GDPR Art. 5(1)(c) (data minimization) and Art. 25 (data protection by design) require that only data strictly necessary for the stated purpose is collected. AI-built apps routinely over-collect: a SaaS tool adds a phone number field because the template had one, or an onboarding flow asks for date of birth with no age-gating logic behind it. Every unnecessary field increases breach impact — a database dump containing phone numbers for a tool that never uses them exposes data that should never have existed. CCPA §1798.100(a) also restricts collection to what is disclosed and necessary. ISO-27001:2022 A.5.34 requires minimization as part of privacy-by-design controls.
High because unnecessary data collection directly amplifies breach impact and constitutes a standalone GDPR violation under the minimization principle, regardless of how well the data is secured.
Audit every form and database column by asking: what feature breaks if this field is removed? Remove fields where the answer is "nothing," and defer optional fields until the feature that needs them actually ships.
// BEFORE — over-collection
type SignupForm = {
email: string // needed
password: string // needed
phone: string // no SMS feature — remove
birthdate: string // no age gate — remove
gender: string // no personalization — remove
}
// AFTER — minimal
type SignupForm = {
email: string
password: string
referralSource?: string // optional, aggregated only
}
Run SELECT column_name FROM information_schema.columns WHERE table_name = 'users' and cross-reference each column against the code that reads it. Columns that are populated but never queried are candidates for removal.
ID: data-protection.data-collection-consent.data-minimization
Severity: high
What to look for: Enumerate every relevant item. Review all forms in the application: signup, onboarding, profile, checkout, contact, and survey forms. For each field that collects personal information, trace whether it is actually used in the product's features. Check the database schema for columns that are populated but never queried (orphaned columns). Common over-collection patterns in AI-built apps: phone number field on a SaaS with no SMS feature, date of birth on a tool that has no age gate or age-relevant features, gender field with no personalization logic, "How did you hear about us" plus multiple demographic questions for a dev tool. Check required vs. optional field designations — fields that are required but optional for the service's functionality should be made optional or removed.
Pass criteria: At least 1 of the following conditions is met. All collected data serves a documented business purpose. No fields are collected "just in case." Optional fields are actually optional in the UI. Database schema contains no populated columns that are never read by application code.
Fail criteria: Forms collect fields the product doesn't use. Required fields on forms include data not needed for service delivery. Database contains personal data columns that are always null or never queried.
Skip (N/A) when: N/A conditions do not apply to this check — data minimization is always evaluable.

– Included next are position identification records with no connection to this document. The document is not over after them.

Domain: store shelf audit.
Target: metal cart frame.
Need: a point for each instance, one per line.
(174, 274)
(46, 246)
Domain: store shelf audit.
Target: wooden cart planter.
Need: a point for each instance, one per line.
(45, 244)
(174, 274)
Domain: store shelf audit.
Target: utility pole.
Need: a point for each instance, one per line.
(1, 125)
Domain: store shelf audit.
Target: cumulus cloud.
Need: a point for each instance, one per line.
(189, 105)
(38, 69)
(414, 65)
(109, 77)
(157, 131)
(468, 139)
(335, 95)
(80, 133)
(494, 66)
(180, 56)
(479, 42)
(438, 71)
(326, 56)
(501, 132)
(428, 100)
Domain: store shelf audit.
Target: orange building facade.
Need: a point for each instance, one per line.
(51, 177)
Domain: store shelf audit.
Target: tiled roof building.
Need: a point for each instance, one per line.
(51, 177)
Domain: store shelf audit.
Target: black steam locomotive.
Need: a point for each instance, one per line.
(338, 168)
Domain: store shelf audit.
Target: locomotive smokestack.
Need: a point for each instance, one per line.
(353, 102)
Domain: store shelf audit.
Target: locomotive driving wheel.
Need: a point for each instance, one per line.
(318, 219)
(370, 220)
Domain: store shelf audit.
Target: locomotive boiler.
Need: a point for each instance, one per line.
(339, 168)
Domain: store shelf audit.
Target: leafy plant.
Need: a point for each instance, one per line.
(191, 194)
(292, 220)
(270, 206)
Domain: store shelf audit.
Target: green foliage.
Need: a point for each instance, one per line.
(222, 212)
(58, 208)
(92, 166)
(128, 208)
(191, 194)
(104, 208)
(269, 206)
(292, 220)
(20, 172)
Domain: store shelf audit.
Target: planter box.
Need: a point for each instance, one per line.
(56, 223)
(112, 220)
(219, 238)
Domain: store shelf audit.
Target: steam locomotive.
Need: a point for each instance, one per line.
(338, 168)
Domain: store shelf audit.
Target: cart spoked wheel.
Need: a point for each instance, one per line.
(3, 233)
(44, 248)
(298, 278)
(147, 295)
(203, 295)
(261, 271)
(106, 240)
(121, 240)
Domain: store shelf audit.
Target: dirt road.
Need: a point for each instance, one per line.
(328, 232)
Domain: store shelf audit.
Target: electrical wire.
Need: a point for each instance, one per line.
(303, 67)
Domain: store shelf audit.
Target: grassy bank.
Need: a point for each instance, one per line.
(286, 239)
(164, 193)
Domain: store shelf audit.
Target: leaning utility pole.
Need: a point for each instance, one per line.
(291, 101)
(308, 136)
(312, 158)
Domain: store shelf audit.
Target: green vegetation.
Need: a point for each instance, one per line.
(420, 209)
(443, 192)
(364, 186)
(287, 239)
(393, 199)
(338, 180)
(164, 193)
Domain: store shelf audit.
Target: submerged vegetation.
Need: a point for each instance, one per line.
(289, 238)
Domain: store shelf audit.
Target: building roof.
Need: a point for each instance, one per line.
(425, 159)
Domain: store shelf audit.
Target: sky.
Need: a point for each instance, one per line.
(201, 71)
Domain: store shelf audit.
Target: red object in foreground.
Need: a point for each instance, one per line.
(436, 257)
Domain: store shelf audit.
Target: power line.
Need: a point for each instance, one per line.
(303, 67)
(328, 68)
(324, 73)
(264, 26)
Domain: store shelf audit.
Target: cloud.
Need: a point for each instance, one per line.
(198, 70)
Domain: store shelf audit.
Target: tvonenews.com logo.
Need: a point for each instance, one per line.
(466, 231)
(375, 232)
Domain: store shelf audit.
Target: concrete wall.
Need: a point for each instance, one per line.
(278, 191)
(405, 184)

Detail on fail: Specify the unnecessary data. Example: "Signup form requires phone number, but application has no SMS or phone-based feature. Phone column populated in users table, never queried." or "Onboarding form asks for birthdate and gender; no age-gating or personalization logic found in codebase.".
Remediation: Audit all forms and the database schema together. For each personal data field, ask "what feature breaks if we remove this?" If the answer is "nothing," remove the field. If it's needed for a future feature, make it optional and defer collection until the feature ships:
// BEFORE — collecting unnecessary data
type SignupForm = {
email: string // needed
password: string // needed
phone: string // not needed — remove
birthdate: string // not needed — remove
gender: string // not needed — remove
referralSource: string // optional — make it optional
}
// AFTER — minimal collection
type SignupForm = {
email: string
password: string
referralSource?: string // optional, not stored as PII
}
Run SELECT column_name FROM information_schema.columns WHERE table_name = 'users' to audit what is collected vs. what is used.